Almost 3,000 students—from Indiana University, the University of Wisconsin, and Purdue University alone—have studied here in Madrid over the last 50 years.
Not only is the Reunidas program one of the oldest programs of its kind, it was also—in many respects—a groundbreaking program.
The spirit of goodwill exhibited by the Complutense in the 1960s—a challenging historic period for all universities—was truly remarkable. The university worked with the program’s founding American partners in a spirit of generous cooperation and collaboration, welcoming American students and integrating them into the university at a time when some American activities on the world stage were controversial, and at a time when the Complutense, like all universities, was dealing with its own internal challenges. Over the years, students in the program have had a remarkable opportunity to witness firsthand Spain’s transition to democracy as well as the country’s maturation as a modern, democratic nation.
Another noteworthy aspect of the program that contributed to its success was the Complutense’s commitment to making it affordable for students at public universities in the United States to obtain an immersive experience in Spain and to gain a deep appreciation for Spain’s political, social, and cultural role in the world.
In the program’s early days, the university established special courses for American students taught by some of the most exceptional and distinguished faculty members in all of Spain—renowned poets, art historians, and philosophers—a number of whom taught for Reunidas for decades, often in addition to other duties.
Reunidas also afforded our own U.S. faculty members an opportunity to provide leadership for the program.

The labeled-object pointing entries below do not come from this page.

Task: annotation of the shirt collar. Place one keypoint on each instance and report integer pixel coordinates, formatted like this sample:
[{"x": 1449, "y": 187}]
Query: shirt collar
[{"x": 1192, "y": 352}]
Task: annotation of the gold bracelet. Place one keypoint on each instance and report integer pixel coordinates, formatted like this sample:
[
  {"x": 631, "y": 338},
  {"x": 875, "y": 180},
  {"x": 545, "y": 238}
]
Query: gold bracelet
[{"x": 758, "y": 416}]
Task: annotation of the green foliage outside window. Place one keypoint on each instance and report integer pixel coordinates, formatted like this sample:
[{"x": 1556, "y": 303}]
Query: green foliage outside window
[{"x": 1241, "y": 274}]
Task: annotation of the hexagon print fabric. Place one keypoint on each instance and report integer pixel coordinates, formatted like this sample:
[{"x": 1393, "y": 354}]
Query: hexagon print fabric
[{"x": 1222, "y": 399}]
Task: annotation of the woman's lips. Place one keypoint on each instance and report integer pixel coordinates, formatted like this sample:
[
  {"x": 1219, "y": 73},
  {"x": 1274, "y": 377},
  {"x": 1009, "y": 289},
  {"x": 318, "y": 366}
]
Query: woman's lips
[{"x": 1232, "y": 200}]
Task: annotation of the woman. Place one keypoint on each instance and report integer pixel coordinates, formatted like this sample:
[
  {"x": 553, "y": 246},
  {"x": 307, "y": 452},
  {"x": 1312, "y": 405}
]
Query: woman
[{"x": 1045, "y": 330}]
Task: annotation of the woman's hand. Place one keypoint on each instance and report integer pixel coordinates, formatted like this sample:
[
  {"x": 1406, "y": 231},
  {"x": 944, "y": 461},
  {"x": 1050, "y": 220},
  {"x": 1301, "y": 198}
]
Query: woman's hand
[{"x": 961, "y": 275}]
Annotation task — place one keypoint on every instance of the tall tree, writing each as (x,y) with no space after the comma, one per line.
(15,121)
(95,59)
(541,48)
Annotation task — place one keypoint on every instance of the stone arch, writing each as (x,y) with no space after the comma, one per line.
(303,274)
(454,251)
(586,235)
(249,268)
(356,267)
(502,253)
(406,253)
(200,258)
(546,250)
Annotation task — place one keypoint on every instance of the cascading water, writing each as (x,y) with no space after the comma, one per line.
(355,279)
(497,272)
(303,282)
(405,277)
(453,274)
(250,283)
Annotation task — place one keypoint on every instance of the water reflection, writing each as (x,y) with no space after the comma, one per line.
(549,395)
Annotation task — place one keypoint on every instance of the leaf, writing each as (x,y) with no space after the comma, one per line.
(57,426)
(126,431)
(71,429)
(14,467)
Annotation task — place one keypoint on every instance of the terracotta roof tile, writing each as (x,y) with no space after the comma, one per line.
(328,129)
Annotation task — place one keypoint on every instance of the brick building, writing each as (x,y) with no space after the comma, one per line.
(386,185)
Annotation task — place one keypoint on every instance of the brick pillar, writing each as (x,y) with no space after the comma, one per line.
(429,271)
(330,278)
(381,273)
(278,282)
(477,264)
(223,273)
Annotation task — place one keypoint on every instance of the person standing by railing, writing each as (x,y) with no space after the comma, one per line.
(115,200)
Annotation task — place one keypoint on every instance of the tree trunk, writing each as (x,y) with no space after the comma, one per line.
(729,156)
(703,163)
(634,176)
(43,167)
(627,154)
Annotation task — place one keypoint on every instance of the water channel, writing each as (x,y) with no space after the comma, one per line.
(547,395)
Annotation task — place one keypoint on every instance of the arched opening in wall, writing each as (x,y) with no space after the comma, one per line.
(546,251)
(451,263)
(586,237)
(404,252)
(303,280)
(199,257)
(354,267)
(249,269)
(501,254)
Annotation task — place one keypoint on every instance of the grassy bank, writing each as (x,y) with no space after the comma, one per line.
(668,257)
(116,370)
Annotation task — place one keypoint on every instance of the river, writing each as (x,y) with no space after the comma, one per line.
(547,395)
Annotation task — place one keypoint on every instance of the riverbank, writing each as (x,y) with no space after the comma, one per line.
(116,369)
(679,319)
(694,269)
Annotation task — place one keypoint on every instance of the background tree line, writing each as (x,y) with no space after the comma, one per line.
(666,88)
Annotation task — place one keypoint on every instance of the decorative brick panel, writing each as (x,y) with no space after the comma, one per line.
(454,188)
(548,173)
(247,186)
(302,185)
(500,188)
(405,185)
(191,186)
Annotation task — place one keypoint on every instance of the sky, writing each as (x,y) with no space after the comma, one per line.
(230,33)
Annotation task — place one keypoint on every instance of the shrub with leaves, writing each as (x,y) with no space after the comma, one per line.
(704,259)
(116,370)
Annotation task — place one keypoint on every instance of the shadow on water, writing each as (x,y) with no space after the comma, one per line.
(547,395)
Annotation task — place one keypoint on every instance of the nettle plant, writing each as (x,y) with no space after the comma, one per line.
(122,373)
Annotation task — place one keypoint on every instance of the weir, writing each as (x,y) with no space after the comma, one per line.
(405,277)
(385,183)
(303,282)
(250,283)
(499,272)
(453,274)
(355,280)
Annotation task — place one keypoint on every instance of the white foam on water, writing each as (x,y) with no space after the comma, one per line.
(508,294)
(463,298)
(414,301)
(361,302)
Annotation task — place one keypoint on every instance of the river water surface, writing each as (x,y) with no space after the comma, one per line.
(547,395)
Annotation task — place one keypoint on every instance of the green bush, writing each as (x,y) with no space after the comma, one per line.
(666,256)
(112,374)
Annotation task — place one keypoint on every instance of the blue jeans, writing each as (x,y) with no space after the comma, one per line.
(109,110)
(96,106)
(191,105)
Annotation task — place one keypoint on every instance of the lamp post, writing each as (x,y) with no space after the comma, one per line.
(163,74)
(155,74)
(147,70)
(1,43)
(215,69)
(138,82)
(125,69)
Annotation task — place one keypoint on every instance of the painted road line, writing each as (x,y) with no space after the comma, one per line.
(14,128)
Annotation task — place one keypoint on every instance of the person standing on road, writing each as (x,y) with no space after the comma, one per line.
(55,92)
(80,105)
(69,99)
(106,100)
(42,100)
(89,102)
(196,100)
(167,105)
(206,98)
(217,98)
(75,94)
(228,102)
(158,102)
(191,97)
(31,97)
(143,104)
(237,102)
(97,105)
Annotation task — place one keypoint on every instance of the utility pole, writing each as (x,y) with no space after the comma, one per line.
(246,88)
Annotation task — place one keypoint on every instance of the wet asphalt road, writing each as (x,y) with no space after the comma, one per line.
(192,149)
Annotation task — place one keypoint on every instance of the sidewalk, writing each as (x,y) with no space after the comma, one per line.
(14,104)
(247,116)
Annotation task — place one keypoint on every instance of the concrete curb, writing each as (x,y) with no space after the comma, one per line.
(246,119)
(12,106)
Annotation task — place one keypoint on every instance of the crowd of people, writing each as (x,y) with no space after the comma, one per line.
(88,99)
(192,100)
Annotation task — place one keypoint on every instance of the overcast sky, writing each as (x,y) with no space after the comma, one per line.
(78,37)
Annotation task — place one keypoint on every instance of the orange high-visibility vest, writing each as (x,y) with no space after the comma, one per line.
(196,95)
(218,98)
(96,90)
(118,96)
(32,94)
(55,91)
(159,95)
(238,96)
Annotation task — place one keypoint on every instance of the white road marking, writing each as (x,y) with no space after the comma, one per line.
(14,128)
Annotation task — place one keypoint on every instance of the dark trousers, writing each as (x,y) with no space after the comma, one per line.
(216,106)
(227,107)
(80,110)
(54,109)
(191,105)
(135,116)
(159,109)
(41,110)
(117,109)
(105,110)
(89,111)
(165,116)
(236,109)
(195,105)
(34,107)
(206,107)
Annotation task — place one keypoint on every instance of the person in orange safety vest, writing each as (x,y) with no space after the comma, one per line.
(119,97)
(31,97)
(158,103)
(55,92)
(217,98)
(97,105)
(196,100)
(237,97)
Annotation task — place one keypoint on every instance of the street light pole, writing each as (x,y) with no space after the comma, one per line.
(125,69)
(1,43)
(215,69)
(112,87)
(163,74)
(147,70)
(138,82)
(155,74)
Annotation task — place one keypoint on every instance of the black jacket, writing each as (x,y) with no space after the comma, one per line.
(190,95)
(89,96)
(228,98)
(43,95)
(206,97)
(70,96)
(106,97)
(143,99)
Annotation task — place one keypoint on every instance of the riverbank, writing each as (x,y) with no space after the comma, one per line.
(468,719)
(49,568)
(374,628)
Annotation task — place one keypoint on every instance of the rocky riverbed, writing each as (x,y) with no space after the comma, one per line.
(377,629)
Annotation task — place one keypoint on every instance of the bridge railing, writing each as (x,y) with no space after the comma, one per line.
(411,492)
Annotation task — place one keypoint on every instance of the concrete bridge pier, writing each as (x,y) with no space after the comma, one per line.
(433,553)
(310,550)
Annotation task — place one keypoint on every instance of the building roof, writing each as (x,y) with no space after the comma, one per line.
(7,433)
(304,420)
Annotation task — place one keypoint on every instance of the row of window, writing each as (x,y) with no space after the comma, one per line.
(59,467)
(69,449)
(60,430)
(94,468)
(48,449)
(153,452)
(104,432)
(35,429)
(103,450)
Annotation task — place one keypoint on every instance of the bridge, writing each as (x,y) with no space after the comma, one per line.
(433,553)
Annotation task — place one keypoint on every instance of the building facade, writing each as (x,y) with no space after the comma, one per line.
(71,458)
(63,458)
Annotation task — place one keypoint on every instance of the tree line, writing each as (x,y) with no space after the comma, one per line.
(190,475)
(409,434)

In this way, they deepened their own connections with Spain while also building longstanding ties with their students which grew out of their mutual cultural explorations during their time abroad. Many of these professors have joined us here today to help us celebrate this occasion.
As we celebrate the 50th anniversary of this remarkable program, and as the program enters its next phase, we can all be confident that the partnership between our institutions will continue to thrive.
On behalf of Indiana University, I extend my congratulations and most sincere thanks to Rector Andradas and his predecessors; to all of the faculty, students, and staff of the Complutense University of Madrid; and to all of the faculty and staff from IU and our partner institutions who have helped to make the Universidades Reunidas program such an enormous success for half a century.
Presentation of Hart Benton Medallion to Rector Carlos Andradas
The splendid Reunidas program has brought enormous benefits to all of the American universities that have been involved, and it has enormously and positively affected the lives of many students by providing an opportunity for intensive growth and learning.
To recognize such outstanding contributions to higher education world-wide, Indiana University established the Thomas Hart Benton Medallion. First given in 1986, the bronze medal features a representation of a portion of the renowned American artist Thomas Hart Benton’s murals that are on display at Indiana University that depict the “Social and Industrial History of Indiana.” The reverse side of the medallion features the seal of Indiana University. It symbolizes the aspirations and ideals that are the foundation of the search for knowledge—aspirations and ideals that Indiana University and the Complutense University of Madrid share.
And so, for all the Complutense University of Madrid has done over 50 years to foster the partnership we celebrate today, I present to you, Rector Carlos Andradas, the Thomas Hart Benton Medallion.